John McDevitt, formerly of Lisfannon Park in the Bogside, was convicted of the murder of Private Neil Clark on Easter Monday 1984 in Derry city.
Released from prison in 1995, Mr McDevitt is still on licence which means he can be returned to jail again if ever deemed be a risk to public safety at the say so of the North’s Secretary of State.
The Criminal Cases Review Commission (CCRC) has now referred Mr McDevitt’s convictions to the Court of Appeal in Belfast.
It said it considered the credibility of officers involved in questioning Mr McDevitt to be “substantially weakened”.
The independent CCRC said after “extensive analysis” there was “a real possibility the Northern Ireland Court of Appeal will conclude Mr McDevitt’s conviction is unsafe”.
Private Neil Clarke was a 20-year-old member of the Second Battalion of the Queen’s Regiment. He was part of an armoured patrol at Bishops Street on Easter Monday, April 23, 1984.

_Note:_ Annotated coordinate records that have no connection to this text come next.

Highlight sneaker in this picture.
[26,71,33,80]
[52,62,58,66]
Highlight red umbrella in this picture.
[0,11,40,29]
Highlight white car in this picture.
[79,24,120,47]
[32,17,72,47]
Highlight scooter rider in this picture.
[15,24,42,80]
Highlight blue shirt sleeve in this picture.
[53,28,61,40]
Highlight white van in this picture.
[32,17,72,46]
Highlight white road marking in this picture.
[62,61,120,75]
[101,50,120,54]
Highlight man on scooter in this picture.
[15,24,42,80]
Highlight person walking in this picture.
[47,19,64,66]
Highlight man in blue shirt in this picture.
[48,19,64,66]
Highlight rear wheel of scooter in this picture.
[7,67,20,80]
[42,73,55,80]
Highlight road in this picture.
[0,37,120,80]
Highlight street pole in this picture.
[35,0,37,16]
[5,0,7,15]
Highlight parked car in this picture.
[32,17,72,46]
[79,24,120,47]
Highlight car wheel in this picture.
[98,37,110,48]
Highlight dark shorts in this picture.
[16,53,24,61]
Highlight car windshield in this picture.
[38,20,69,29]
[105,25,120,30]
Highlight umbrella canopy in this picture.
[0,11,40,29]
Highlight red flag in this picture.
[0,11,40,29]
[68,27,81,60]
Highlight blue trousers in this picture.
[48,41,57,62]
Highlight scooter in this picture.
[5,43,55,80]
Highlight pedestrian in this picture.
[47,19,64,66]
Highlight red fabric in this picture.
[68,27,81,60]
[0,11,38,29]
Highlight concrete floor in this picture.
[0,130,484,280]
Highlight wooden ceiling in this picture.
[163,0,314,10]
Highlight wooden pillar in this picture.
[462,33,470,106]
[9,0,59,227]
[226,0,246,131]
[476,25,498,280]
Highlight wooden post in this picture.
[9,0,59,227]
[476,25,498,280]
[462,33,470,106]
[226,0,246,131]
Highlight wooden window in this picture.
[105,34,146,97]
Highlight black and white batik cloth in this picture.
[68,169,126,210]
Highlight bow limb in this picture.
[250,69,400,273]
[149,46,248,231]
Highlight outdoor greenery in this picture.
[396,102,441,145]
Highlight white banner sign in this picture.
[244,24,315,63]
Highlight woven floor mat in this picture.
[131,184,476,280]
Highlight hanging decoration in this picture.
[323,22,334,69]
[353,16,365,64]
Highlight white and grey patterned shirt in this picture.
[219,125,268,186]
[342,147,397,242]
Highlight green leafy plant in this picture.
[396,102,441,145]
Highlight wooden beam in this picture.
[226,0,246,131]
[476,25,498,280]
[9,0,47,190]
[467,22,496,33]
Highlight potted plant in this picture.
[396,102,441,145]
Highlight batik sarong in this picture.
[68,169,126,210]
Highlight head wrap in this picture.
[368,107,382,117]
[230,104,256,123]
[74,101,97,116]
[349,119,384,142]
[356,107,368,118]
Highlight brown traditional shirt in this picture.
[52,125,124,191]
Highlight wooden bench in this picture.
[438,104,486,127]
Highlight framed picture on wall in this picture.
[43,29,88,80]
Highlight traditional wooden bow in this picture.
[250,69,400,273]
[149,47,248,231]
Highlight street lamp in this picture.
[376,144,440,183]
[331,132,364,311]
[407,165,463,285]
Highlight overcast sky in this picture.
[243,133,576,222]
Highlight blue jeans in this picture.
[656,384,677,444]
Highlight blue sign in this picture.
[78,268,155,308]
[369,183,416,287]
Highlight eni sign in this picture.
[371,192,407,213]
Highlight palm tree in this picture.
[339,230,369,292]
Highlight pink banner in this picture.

As the patrol passed along the street it was attacked by rioters who threw petrol bombs made from sweet jars.
When his uniform caught fire, Neil Clarke jumped from the back of the Land Rover he was travelling in. As he did so, an IRA sniper opened fire.
He was struck in the head by a single round and died instantly.
Two other British soldiers were also wounded in the attack.
Mr McDevitt was arrested along with seven others and charged with a total of 11 offences.
They included murder, conspiracy to cause grievous bodily harm and offences relating to the creation and use of petrol bombs.
He was interviewed 23 times over the course of five days without the legal advice of a solicitor.
During the first 16 interviews he denied any involvement in the murder of Pte Clark.
However it was alleged he later admitted driving gunmen to the scene of the crime but he disputed this at his trial at Belfast Crown Court.
In 2019, he applied to the CCRC submitting claims against the RUC detectives who carried out the interviews at the notorious Castlereagh interrogation centre in Belfast.
The officers in the case had previously been criticised at the Court of Appeal in its decision of the Queen v Latimer, Hegan, Bell and Allen, also known as the ‘UDR Four’.
The CCRC said in a statement: “Having considered the Court’s findings in the Latimer case, the CCRC considers that the credibility of the officers as witnesses of truth in criminal proceedings is substantially weakened.
“This referral follows a court decision in another case referred by the CCRC, which this year resulted in the Court of Appeal quashing a conviction. This was also based on the Latimer case.”